Die Glocke ("The Bell") was a purported top-secret Nazi scientific technological device, secret weapon, or Wunderwaffe. First described by Polish journalist and author Igor Witkowski (born 1963) in Prawda o Wunderwaffe (2000), it was later popularized by military journalist and author Nick Cook, who associated it with Nazi occultism, antigravity, and free energy suppression research. Mainstream reviewers have criticized claims about Die Glocke as being fictional, recycled rumors, and a hoax. Die Glocke and other alleged Nazi "miracle weapons" have been dramatized in video games, television shows, and novels. However, many skeptics have doubted that such a Bell UFO was actually designed or ever built.

==In popular culture==
- In 1947, Robert A. Heinlein published Rocket Ship Galileo, a science fiction novel featuring a Nazi Moon base.

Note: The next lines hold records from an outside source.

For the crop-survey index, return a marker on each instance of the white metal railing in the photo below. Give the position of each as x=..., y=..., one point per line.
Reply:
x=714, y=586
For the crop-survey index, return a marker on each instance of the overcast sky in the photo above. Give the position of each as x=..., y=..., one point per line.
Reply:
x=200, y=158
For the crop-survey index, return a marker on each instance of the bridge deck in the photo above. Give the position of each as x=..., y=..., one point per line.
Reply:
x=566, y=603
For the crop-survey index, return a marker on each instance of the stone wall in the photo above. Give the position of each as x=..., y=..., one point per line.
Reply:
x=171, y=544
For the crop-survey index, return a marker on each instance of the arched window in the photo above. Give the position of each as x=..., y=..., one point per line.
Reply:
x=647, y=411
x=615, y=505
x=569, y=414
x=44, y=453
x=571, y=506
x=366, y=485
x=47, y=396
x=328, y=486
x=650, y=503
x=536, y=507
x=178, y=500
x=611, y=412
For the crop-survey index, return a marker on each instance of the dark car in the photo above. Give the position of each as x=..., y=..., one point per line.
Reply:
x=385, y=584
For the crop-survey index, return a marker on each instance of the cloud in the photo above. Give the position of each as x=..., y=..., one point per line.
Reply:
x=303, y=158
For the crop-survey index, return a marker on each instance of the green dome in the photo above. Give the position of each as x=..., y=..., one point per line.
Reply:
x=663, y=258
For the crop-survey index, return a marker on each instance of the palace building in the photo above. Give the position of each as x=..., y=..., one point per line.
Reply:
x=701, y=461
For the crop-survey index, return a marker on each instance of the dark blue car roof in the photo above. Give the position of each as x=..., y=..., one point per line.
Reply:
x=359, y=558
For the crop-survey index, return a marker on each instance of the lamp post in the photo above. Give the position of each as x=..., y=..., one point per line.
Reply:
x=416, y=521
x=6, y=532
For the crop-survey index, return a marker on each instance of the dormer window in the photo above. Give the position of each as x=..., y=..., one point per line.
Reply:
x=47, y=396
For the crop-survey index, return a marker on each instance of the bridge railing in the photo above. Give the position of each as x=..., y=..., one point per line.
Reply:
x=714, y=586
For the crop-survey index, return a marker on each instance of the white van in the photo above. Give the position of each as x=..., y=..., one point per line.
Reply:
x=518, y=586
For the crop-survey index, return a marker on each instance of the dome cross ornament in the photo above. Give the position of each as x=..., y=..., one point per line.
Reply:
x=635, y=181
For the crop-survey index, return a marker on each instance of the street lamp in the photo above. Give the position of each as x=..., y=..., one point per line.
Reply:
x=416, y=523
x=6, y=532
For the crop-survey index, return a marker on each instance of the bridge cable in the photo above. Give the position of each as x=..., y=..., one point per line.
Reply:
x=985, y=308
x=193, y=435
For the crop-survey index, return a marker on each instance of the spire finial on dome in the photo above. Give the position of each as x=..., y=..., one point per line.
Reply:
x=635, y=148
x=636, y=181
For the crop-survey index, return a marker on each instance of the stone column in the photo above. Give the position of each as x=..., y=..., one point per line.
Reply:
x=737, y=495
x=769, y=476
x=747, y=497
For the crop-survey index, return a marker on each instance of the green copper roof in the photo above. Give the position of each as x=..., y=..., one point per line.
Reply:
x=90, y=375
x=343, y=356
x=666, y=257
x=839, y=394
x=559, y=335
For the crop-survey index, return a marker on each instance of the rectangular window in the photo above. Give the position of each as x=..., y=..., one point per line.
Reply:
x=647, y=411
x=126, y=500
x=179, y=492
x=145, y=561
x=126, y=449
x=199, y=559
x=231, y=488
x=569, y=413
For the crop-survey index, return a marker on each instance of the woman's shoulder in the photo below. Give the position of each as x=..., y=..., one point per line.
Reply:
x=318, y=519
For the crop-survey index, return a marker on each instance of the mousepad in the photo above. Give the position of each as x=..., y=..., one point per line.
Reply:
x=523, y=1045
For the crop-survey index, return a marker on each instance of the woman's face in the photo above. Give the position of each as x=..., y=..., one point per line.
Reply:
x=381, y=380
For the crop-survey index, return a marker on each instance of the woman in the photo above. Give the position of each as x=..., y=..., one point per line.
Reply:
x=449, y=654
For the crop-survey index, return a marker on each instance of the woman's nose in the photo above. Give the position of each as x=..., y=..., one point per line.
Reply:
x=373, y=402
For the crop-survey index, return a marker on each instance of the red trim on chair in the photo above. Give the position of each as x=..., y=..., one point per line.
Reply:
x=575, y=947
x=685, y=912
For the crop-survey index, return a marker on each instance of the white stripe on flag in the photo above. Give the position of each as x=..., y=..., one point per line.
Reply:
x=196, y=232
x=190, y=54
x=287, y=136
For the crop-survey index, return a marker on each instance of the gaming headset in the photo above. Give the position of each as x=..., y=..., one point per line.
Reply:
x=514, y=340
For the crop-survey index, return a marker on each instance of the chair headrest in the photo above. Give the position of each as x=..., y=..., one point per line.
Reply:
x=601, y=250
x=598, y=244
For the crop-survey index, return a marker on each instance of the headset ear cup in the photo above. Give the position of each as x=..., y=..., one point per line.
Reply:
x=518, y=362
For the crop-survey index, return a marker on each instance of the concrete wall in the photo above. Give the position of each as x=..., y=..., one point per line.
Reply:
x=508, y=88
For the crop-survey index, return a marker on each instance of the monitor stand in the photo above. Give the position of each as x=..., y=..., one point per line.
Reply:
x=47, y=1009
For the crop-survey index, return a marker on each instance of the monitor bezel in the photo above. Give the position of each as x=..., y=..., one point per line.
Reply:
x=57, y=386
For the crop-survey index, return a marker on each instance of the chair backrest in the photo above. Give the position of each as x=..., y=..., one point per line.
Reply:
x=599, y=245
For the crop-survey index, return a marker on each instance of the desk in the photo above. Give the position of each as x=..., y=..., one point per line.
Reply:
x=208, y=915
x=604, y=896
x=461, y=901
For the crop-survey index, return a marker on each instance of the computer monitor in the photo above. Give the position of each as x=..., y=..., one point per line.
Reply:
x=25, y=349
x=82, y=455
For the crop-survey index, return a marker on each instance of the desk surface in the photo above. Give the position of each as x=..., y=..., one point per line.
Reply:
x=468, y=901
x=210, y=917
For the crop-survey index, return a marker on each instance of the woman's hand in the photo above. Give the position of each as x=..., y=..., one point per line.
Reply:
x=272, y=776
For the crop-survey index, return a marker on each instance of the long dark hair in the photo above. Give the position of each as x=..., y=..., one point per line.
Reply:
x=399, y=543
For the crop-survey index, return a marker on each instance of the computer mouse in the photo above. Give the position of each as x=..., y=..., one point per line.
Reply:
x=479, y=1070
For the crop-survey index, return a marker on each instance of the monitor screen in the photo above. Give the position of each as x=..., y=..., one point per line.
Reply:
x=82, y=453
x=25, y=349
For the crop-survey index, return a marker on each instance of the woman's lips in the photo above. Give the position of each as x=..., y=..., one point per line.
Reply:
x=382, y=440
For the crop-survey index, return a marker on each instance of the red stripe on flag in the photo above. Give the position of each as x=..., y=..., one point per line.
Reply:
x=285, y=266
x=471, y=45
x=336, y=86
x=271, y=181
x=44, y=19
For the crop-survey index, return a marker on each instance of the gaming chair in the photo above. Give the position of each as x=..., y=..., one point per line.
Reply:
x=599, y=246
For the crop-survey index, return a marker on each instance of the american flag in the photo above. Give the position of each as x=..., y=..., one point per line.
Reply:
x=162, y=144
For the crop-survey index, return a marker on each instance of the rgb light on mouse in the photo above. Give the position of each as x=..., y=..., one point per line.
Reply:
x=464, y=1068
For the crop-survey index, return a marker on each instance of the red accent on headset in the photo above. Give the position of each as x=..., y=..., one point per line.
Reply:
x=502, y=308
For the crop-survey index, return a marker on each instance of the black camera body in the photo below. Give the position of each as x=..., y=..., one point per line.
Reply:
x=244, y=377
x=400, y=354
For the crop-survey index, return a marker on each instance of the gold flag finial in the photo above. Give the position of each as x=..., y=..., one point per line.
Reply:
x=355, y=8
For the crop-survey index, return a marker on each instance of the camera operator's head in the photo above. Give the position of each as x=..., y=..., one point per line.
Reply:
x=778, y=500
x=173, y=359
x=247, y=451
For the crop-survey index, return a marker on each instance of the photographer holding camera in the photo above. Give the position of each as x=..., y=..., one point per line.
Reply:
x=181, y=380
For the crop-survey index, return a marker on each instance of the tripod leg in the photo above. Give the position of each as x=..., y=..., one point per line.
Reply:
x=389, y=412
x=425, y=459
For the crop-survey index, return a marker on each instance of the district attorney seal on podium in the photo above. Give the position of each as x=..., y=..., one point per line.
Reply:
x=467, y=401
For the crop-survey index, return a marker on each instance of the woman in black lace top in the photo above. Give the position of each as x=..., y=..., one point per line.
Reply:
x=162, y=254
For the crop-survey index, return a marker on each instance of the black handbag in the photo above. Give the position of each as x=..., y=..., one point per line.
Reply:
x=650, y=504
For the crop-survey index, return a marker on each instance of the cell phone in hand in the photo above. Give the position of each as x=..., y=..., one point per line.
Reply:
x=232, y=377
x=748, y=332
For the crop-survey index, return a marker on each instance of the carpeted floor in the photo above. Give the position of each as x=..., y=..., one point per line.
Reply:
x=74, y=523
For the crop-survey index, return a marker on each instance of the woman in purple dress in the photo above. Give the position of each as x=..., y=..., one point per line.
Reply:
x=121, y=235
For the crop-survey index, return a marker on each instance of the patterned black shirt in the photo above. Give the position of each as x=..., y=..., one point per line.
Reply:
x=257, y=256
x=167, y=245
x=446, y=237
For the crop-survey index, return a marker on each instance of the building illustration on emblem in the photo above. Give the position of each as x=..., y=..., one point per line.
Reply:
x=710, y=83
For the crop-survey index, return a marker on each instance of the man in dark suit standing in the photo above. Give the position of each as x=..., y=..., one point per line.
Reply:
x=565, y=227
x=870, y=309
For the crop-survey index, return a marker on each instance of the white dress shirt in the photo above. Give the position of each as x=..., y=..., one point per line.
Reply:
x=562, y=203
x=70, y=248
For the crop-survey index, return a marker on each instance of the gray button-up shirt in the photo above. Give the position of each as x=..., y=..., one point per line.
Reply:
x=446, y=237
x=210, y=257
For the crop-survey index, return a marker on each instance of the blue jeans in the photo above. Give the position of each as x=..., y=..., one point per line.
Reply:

- In 1955, Angoisse pour OSS 117, part of the OSS 117 series (a series of French pulp spy novels by Jean Bruce) featured an ex-Nazi-scientist who claimed to have helped the Nazis create UFOs.
- A UFO can be found in the mission "On Track" in the 2002 video game Medal of Honor: Frontline. At the end of the level as players exit the train station, looking up immediately reveals a Nazi UFO overhead.
- In 2012, the movie Iron Sky features a Nazi base on the moon surviving until modern times and launching an assault on Earth via a fleet of flying saucers.
- In 2018, Revell released a scale model kit of a Nazi flying saucer called "Haunebu II", with an accompanying description written as if the kit was depicting a historical craft. After criticism on the grounds of historical inaccuracy, Revell issued an apology and removed the model from production and distribution.
- In the 2017 first person shooter Wolfenstein II: The New Colossus, craft named "Haunebu-V" are manufactured in Nazi-controlled Roswell, New Mexico.
- The 2017 Commando Comic Flight of Fancy featured an example of the Schriever Flugkreisel.
- In 2023, the second season finale of 30 Coins mentions the Haunebu UFOs as being copies of Nazca UFOs.